Кроме пребывания на казенной службе, у вещей в моем номере было и еще одно общее свойство: все они были более или менее безобразны. Но если безобразия мелких предметов обычно не замечаешь или прощаешь за те мелкие услуги, которые они нам оказывают, — то уродство больших и тяжелых вещей всегда угнетает. Платяной шкаф, занимавший едва ли не половину моей комнаты, производил сильное впечатление не только своей медвежьей статью, но и зеркалом на внешней стороне дверцы. Право, это был сильный ход неизвестных умельцев.

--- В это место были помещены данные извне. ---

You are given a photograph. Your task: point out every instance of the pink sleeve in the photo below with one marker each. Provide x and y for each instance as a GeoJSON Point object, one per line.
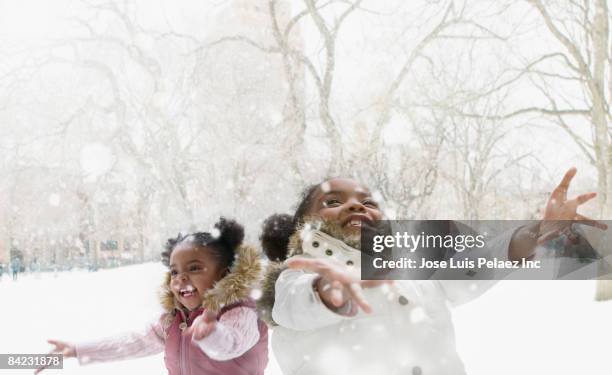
{"type": "Point", "coordinates": [148, 341]}
{"type": "Point", "coordinates": [236, 332]}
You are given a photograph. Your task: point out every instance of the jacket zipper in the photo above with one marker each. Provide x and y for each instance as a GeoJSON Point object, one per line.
{"type": "Point", "coordinates": [182, 355]}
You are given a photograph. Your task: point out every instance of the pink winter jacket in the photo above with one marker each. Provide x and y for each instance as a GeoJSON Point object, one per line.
{"type": "Point", "coordinates": [238, 345]}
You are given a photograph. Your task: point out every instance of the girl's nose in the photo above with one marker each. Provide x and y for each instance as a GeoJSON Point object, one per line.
{"type": "Point", "coordinates": [355, 205]}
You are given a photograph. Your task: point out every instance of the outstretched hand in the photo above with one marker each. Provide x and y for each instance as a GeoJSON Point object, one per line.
{"type": "Point", "coordinates": [202, 326]}
{"type": "Point", "coordinates": [337, 284]}
{"type": "Point", "coordinates": [60, 347]}
{"type": "Point", "coordinates": [561, 212]}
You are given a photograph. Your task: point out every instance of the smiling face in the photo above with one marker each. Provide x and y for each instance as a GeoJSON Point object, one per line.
{"type": "Point", "coordinates": [193, 270]}
{"type": "Point", "coordinates": [345, 202]}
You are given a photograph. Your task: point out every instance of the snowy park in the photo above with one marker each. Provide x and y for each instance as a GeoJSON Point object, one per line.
{"type": "Point", "coordinates": [126, 122]}
{"type": "Point", "coordinates": [528, 327]}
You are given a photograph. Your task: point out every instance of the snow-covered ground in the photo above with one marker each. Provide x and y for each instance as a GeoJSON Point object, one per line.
{"type": "Point", "coordinates": [518, 327]}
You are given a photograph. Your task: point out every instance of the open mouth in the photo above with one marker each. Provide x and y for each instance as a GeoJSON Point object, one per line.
{"type": "Point", "coordinates": [356, 221]}
{"type": "Point", "coordinates": [188, 291]}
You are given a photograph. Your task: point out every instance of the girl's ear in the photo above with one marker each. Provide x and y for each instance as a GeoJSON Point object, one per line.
{"type": "Point", "coordinates": [224, 272]}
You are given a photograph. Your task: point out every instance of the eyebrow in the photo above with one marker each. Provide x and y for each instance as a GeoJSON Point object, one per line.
{"type": "Point", "coordinates": [366, 193]}
{"type": "Point", "coordinates": [191, 261]}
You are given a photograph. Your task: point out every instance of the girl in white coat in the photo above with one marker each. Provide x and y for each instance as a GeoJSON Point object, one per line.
{"type": "Point", "coordinates": [326, 320]}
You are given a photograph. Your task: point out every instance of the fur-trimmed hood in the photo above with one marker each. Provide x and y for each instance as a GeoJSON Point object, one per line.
{"type": "Point", "coordinates": [275, 268]}
{"type": "Point", "coordinates": [236, 286]}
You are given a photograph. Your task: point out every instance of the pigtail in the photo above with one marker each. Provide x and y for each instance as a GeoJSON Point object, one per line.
{"type": "Point", "coordinates": [168, 247]}
{"type": "Point", "coordinates": [231, 233]}
{"type": "Point", "coordinates": [275, 234]}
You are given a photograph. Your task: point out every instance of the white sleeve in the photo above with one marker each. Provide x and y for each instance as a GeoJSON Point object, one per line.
{"type": "Point", "coordinates": [298, 306]}
{"type": "Point", "coordinates": [234, 334]}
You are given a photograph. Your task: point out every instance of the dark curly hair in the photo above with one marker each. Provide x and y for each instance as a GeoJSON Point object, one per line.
{"type": "Point", "coordinates": [278, 228]}
{"type": "Point", "coordinates": [223, 246]}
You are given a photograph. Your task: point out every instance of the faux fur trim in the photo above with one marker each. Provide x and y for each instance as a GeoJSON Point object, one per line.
{"type": "Point", "coordinates": [234, 287]}
{"type": "Point", "coordinates": [274, 269]}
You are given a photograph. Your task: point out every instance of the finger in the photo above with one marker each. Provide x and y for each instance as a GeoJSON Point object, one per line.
{"type": "Point", "coordinates": [55, 343]}
{"type": "Point", "coordinates": [375, 283]}
{"type": "Point", "coordinates": [581, 219]}
{"type": "Point", "coordinates": [357, 295]}
{"type": "Point", "coordinates": [336, 295]}
{"type": "Point", "coordinates": [548, 236]}
{"type": "Point", "coordinates": [583, 198]}
{"type": "Point", "coordinates": [565, 182]}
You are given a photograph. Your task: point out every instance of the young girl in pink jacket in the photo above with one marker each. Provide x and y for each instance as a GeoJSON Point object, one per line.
{"type": "Point", "coordinates": [210, 325]}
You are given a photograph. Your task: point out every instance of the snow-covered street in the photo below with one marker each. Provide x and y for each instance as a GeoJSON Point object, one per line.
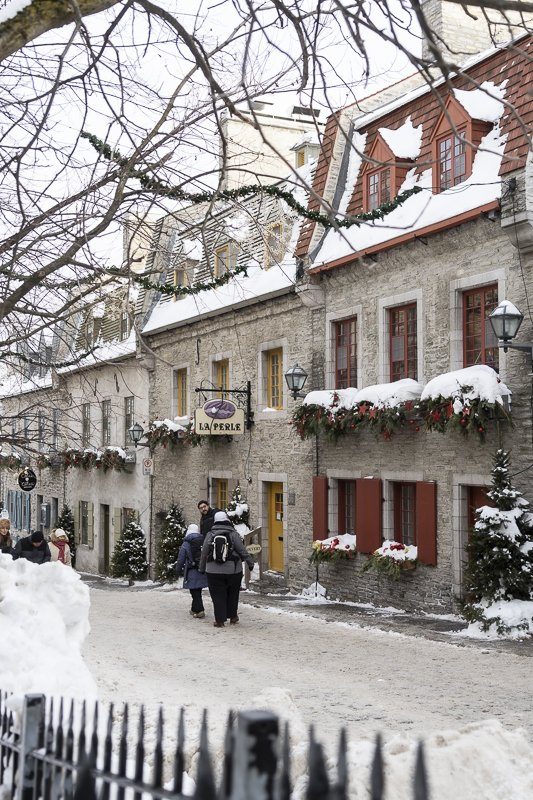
{"type": "Point", "coordinates": [145, 647]}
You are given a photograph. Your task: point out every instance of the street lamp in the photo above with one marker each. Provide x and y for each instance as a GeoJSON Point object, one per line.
{"type": "Point", "coordinates": [296, 377]}
{"type": "Point", "coordinates": [136, 432]}
{"type": "Point", "coordinates": [505, 321]}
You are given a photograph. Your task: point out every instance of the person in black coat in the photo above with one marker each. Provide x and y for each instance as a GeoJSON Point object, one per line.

Благодаря трюку с зеркалом из «вещи в себе» шкаф как бы превращался в «вещь из себя». Рядом, у кровати, уверенно занял свою экологическую нишу еще один шедевр: огромное бесформенное кресло, обитое черным с фиолетовыми разводами плюшем. Впрочем, кресло выглядело ничуть не хуже, чем настольная лампа, абажур которой напоминал гнилую грушу
Главной мебелью номера, несомненно, была кровать. Конструкция кровати напоминала библейский «одр». Она состояла всего из двух элементов: деревянных, сделанных из покрытой лаком древесно-стружечной плиты спинок и железной рамы с проволочной или пружинной сеткой. На сетку были брошены два ведавших виды ватных матраса.
При каждом движении кровать скрипела протяжно и тоскливо, как старая ель.
Над кроватью на стене висело на гвоздике бра под стеклянным колпаком. Свет его уходит куда-то в потолок. Читать, лежа в постели, при помощи этого осветительного прибора было практически невозможно. Но, так или иначе, он был на стене.